Does anyone have any knowledge on the matter? If the ancestor was deleted, will the entity commit still work with a parent key that now refers to nothing? Will this recreate the parent so the future checks on it will return the same key? I would test this situation but I am unable to devise a practical way to do so.

2

2 Answers

1
votes

A possible solution could be to try to get directly the ancestor (not Query) and if the object is null, then create both the ancestor and the descendant within a transaction. This would mimic a Cross-Group Transaction (XG Transaction) since these two entities at the time of creation will not belong to the same entity group.

For more information about XG Transactions take a look at:

Hope this helps!

0
votes

I believe the answer is: "yes, it will still be created".

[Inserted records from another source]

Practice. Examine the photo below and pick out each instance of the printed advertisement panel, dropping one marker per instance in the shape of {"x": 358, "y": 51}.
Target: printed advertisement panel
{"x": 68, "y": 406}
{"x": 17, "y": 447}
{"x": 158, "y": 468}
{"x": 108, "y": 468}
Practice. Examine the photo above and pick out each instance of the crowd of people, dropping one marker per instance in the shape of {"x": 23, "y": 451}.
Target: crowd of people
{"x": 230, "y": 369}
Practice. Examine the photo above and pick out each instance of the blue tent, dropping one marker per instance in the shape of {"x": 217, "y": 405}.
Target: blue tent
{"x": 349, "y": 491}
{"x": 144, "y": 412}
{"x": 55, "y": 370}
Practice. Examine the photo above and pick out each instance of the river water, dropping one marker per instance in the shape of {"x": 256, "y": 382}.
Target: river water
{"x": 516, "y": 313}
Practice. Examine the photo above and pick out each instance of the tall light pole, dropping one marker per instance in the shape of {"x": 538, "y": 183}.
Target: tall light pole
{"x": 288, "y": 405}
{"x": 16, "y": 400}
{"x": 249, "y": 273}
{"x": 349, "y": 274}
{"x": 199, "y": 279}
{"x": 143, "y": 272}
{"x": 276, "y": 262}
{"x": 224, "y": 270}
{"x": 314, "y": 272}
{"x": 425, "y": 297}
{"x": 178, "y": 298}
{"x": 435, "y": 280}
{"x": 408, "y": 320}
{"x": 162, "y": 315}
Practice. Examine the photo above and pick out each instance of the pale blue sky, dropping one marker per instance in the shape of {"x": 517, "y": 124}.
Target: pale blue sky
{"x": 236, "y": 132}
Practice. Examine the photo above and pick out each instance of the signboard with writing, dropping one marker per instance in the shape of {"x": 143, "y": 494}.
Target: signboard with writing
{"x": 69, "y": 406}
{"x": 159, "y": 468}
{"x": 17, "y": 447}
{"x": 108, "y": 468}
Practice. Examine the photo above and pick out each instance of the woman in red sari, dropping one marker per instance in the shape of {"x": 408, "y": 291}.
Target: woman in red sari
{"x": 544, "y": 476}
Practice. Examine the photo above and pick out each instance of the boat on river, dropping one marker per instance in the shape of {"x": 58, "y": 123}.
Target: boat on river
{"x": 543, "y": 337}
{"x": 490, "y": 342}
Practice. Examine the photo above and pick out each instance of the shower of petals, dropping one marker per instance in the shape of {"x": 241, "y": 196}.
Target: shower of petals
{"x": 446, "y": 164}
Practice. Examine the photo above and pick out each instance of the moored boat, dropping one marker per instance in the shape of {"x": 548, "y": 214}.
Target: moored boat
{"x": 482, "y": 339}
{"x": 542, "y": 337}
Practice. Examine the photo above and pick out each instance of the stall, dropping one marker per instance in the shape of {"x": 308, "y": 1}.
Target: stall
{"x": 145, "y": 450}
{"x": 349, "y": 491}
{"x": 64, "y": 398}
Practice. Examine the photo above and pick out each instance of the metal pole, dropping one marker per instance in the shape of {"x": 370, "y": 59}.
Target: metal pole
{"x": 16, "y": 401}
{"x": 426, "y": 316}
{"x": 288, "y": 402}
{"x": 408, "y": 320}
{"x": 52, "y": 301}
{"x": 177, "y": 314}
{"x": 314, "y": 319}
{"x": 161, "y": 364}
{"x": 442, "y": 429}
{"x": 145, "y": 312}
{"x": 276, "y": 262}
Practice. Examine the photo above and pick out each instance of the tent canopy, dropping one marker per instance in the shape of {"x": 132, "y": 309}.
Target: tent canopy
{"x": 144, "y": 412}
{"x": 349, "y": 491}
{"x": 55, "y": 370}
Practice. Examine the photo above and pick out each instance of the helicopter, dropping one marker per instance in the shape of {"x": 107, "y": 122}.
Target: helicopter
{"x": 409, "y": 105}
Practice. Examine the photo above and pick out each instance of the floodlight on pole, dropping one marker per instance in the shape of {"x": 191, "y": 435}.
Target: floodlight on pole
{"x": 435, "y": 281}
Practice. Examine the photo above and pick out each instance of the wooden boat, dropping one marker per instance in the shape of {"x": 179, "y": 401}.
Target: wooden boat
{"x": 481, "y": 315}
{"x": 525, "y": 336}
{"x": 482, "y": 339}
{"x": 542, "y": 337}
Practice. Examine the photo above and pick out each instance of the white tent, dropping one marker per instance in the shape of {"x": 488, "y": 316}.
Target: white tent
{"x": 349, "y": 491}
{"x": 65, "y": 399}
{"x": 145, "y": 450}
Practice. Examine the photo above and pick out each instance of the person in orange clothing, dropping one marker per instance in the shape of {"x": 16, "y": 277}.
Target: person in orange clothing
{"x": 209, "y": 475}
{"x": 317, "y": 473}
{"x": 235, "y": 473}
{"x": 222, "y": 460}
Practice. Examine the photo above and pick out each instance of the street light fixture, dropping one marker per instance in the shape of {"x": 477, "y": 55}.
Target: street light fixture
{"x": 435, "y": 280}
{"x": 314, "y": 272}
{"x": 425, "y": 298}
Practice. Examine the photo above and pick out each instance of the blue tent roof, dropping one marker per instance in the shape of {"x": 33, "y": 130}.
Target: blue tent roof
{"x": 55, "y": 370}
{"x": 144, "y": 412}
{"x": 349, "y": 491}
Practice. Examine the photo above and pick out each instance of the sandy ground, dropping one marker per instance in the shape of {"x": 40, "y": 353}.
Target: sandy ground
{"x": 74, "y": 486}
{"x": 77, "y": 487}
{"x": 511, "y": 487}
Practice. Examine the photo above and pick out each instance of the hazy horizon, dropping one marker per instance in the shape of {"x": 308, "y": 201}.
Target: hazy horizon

This behavior shouldn't be specific to the Python or Java API. I tried creating an entity where the key had ancestors that didn't exist, and it seemed to work in Google Cloud Datastore.

I'm guessing that the logic behind this is based on the process in which Datastore answers the question: "which entity group does this key belong in?" I'd suppose that the decision is made by checking the "top-level" ancestor, which would mean that it shouldn't matter whether or not a Key with only the top-level ancestor exists.

That is, if Key.from_path('Kind1', 'parent') and Key.from_path('Kind1', 'parent', 'Kind1', 'child') both are to be put in the same entity group (independently from one another), then the order in which they are added is irrelevant, and the existence of the first is irrelevant to the group where the second would live.

Some example code:

from gcloud.datastore import demo
from gcloud.datastore.entity import Entity
from gcloud.datastore.key import Key

dataset = demo.get_dataset()
entity = Entity()
key = Key.from_path('Person', 'parent', 'Person', 'child').dataset(dataset)
entity = entity.key(key)
entity.save()

Note that there is no 'parent' (an entity where kind='Person', key_name='parent' didn't exist).